On entend souvent parler de subventions interdites par l’Union européenne, désignées comme des aides d’Etat contraires au droit européen. La saga de la récupération des aides Maribel est encore dans les mémoires, de même que celle relative aux aides à l’emploi pour Cockerill Sambre. L’été dernier, ce fut au tour du géant français Alsthom d’être dans le collimateur de la Commission et, actuellement, la décision concernant la compagnie aérienne Ryanair est fort attendue.

On serait en droit de penser, au vu de ces affaires, que l’action de l’Union est définitivement teintée d’un libéralisme doctrinaire. En réalité, toute aide d’Etat n’est pas interdite, loin de là. De plus, l’objectif poursuivi par le contrôle des aides est généralement reconnu comme légitime.

Sur les intentions, d’abord. Si, dès le traité CECA de 1951, des dispositions concernant l’interdiction des aides d’Etat sont insérées, ce n’est pas par hasard. En effet, si l’on désire créer un marché commun, il faut sanctionner les Etats membres qui, par des subventions, permettent à des entreprises de baisser artificiellement leurs prix. Il s’agit d’interdire à des opérateurs avantagés de conquérir indûment des parts de marché dans d’autres Etats membres ou de protéger les leurs dans leur pays d’origine. Pour les citoyens également, le contrôle des aides est bénéfique. Premièrement, il leur assure que l’argent de leurs impôts n’ira plus vers le financement opportuniste de certaines entreprises non compétitives. Si les Forges de Clabecq et la Sabena sont tombées en faillite, c’est aussi parce qu’à un moment donné l’Europe a dit stop au maintien de ces entreprises sous perfusion financière. Deuxièmement, à moyen terme, limiter les subsides publics, c’est éviter que certains secteurs tardent à se reconvertir. C’est en fin de compte éviter que des entreprises fassent payer à d’autres leur manque de rentabilité.

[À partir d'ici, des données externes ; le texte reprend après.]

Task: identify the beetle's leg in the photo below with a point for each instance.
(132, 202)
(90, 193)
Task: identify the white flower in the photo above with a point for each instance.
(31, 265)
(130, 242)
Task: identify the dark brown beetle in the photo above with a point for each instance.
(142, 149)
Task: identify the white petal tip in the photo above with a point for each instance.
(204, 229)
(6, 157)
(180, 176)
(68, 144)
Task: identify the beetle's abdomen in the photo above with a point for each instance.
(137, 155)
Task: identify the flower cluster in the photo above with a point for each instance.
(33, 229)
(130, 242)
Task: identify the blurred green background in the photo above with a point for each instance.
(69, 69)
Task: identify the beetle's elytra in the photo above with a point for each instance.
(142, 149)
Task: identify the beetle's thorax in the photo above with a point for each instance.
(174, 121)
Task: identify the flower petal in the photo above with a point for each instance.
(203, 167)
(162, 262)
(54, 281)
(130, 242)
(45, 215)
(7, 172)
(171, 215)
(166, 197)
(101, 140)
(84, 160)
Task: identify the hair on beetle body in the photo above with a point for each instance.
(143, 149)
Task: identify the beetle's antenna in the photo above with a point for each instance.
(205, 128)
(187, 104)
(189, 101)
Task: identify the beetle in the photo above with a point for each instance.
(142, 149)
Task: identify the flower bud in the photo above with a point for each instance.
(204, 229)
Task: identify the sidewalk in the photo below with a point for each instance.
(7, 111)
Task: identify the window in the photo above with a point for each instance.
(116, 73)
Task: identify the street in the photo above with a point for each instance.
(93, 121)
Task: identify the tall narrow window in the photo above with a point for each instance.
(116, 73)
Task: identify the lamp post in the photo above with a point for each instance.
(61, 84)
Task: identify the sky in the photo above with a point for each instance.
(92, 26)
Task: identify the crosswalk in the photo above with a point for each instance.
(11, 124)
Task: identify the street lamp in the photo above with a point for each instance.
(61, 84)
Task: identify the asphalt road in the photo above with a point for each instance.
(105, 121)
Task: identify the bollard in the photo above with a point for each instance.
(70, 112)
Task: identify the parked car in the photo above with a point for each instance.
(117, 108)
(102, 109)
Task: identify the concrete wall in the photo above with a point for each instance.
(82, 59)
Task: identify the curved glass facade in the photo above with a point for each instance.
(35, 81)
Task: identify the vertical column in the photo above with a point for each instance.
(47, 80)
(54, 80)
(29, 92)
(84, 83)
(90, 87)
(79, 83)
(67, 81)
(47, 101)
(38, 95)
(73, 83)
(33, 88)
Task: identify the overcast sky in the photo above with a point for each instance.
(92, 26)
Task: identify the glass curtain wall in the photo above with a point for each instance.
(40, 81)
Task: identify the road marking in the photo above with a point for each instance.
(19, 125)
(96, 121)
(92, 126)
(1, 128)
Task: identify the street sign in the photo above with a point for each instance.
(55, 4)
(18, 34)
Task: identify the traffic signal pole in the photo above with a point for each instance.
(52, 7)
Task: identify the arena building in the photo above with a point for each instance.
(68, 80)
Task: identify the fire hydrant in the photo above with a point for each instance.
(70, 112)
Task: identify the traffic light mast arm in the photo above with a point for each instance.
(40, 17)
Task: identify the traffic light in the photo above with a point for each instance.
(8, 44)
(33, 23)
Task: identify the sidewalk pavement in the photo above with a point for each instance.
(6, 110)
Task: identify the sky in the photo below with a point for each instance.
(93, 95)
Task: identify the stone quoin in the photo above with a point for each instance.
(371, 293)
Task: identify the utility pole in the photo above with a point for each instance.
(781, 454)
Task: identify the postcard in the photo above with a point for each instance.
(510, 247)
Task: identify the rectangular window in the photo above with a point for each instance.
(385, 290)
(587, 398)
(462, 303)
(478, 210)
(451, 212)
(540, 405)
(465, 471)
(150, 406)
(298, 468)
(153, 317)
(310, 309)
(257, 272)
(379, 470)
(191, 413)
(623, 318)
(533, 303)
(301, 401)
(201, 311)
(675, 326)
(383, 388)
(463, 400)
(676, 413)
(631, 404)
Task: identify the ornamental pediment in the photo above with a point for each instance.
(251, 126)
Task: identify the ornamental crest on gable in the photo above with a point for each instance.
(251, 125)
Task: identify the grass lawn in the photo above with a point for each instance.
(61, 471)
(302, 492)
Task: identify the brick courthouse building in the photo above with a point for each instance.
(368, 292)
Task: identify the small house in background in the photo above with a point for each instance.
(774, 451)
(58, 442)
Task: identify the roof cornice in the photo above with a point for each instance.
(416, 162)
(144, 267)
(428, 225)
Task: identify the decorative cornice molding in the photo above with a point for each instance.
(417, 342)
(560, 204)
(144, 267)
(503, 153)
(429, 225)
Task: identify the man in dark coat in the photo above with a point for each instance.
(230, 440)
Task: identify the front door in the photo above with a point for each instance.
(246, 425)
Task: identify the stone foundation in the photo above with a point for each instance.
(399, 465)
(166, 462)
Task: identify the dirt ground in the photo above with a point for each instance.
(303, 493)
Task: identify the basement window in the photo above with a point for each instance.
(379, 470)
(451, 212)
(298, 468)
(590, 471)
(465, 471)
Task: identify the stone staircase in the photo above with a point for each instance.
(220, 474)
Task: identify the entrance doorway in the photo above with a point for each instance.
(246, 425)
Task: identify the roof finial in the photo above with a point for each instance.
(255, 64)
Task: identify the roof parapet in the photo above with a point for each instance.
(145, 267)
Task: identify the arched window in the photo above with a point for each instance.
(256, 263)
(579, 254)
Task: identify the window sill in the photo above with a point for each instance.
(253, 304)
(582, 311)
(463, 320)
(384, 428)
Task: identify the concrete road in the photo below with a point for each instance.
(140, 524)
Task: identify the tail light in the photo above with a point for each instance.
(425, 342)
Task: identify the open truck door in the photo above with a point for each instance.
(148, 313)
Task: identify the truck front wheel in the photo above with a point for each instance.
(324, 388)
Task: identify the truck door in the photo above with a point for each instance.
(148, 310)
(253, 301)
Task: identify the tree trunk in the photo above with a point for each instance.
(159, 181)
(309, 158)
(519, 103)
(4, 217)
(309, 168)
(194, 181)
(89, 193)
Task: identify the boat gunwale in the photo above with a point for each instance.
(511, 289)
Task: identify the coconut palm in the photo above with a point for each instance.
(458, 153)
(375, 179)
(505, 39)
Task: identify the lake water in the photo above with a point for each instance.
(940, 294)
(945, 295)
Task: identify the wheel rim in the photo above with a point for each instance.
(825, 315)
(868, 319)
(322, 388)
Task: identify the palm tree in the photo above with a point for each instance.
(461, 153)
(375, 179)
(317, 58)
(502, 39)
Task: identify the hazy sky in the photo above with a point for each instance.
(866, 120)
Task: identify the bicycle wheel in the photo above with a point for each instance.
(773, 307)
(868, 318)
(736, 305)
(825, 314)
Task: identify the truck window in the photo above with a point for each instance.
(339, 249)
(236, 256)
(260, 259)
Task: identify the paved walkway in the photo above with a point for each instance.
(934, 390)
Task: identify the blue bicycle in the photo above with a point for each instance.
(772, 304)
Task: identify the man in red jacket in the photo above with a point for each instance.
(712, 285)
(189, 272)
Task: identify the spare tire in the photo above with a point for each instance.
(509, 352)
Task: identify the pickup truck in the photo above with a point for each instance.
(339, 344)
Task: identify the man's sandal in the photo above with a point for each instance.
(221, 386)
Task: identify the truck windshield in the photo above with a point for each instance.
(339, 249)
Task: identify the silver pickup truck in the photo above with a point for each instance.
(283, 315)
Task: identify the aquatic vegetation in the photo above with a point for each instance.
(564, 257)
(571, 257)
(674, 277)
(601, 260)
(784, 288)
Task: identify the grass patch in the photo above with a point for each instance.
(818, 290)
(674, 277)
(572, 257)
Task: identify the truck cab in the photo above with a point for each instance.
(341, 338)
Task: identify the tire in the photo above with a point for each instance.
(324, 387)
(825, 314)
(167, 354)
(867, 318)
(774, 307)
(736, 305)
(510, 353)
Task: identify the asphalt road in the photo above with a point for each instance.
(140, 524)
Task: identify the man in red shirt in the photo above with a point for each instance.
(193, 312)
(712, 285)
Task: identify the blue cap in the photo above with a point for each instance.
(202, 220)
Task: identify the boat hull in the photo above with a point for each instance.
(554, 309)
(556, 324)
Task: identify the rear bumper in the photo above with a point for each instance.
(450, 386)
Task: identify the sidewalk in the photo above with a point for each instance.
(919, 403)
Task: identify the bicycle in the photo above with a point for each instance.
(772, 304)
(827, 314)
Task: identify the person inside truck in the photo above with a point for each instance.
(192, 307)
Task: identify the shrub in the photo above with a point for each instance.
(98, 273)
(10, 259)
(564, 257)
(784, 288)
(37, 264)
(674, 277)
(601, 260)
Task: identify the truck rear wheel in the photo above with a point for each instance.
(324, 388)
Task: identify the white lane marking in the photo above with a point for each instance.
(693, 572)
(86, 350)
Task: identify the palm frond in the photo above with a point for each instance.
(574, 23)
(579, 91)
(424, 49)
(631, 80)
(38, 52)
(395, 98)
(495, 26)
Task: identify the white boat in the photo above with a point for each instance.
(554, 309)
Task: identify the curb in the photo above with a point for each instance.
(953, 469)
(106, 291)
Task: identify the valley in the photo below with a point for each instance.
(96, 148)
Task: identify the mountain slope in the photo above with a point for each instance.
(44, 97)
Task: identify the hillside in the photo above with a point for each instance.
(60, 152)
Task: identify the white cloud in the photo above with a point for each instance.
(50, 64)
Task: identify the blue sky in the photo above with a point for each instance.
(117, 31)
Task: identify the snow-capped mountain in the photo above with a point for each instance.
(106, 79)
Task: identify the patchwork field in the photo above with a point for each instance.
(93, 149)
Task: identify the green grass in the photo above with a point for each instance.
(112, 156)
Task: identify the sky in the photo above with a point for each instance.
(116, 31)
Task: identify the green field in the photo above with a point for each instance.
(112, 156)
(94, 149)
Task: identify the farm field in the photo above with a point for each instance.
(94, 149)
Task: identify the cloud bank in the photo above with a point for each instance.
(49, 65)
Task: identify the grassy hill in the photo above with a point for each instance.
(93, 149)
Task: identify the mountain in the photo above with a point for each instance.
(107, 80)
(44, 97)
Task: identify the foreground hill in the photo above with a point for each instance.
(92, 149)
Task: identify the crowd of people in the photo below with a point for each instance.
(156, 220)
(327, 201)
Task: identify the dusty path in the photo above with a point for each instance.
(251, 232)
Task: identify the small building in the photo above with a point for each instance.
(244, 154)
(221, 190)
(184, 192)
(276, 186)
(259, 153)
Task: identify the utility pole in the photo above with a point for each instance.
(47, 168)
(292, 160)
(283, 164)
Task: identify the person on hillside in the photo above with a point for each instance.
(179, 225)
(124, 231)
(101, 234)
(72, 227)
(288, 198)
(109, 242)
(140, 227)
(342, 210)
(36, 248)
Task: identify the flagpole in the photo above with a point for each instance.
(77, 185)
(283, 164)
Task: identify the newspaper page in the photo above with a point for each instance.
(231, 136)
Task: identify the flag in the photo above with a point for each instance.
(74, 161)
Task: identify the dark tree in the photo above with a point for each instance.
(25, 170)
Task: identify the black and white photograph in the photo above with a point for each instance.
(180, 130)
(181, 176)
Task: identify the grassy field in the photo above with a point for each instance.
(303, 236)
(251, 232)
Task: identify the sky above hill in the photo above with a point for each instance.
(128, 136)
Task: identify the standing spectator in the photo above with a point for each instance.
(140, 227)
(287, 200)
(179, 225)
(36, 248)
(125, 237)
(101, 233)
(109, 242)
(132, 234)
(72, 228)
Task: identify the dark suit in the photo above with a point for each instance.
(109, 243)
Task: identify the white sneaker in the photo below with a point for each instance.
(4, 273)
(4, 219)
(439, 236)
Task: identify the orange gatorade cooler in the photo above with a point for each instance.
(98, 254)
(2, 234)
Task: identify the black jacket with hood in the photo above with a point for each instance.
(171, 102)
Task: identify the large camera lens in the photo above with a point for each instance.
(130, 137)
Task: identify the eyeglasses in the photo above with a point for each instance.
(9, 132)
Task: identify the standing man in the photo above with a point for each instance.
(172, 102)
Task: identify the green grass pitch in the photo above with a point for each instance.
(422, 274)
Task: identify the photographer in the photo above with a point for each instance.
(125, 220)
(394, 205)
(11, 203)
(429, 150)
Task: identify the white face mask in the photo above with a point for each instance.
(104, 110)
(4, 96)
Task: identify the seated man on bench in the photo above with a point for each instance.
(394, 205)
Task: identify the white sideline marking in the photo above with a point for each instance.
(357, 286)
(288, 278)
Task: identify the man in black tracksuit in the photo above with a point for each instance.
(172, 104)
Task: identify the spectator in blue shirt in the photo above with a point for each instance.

Mais voilà, si les intentions sont bonnes, elles ne justifient pas qu’on s’attaque à l’Etat dans une de ses fonctions essentielles : stimuler et accompagner la croissance de son économie. Le marché n’est pas parfait et il faut que l’Etat puisse pallier ses défaillances. Non seulement par l’instauration de services publics, mais également en jouant au jeu du capitaliste aux intentions nobles. En Wallonie, par exemple, la Sowalfin intervient pour le compte de la Région en vue du développement des PME.

Toute la difficulté de la tâche de la Commission est là : comment éviter les distorsions de concurrence sans empêcher les autorités publiques d’assurer l’expansion économique ? Ce problème est bien illustré par l’affaire Ryanair : d’un côté, la compagnie apporte un souffle nouveau à toute une région, d’un autre côté, en baissant ses prix grâce à l’aide de la Région, elle force peut-être d’autres compagnies à licencier…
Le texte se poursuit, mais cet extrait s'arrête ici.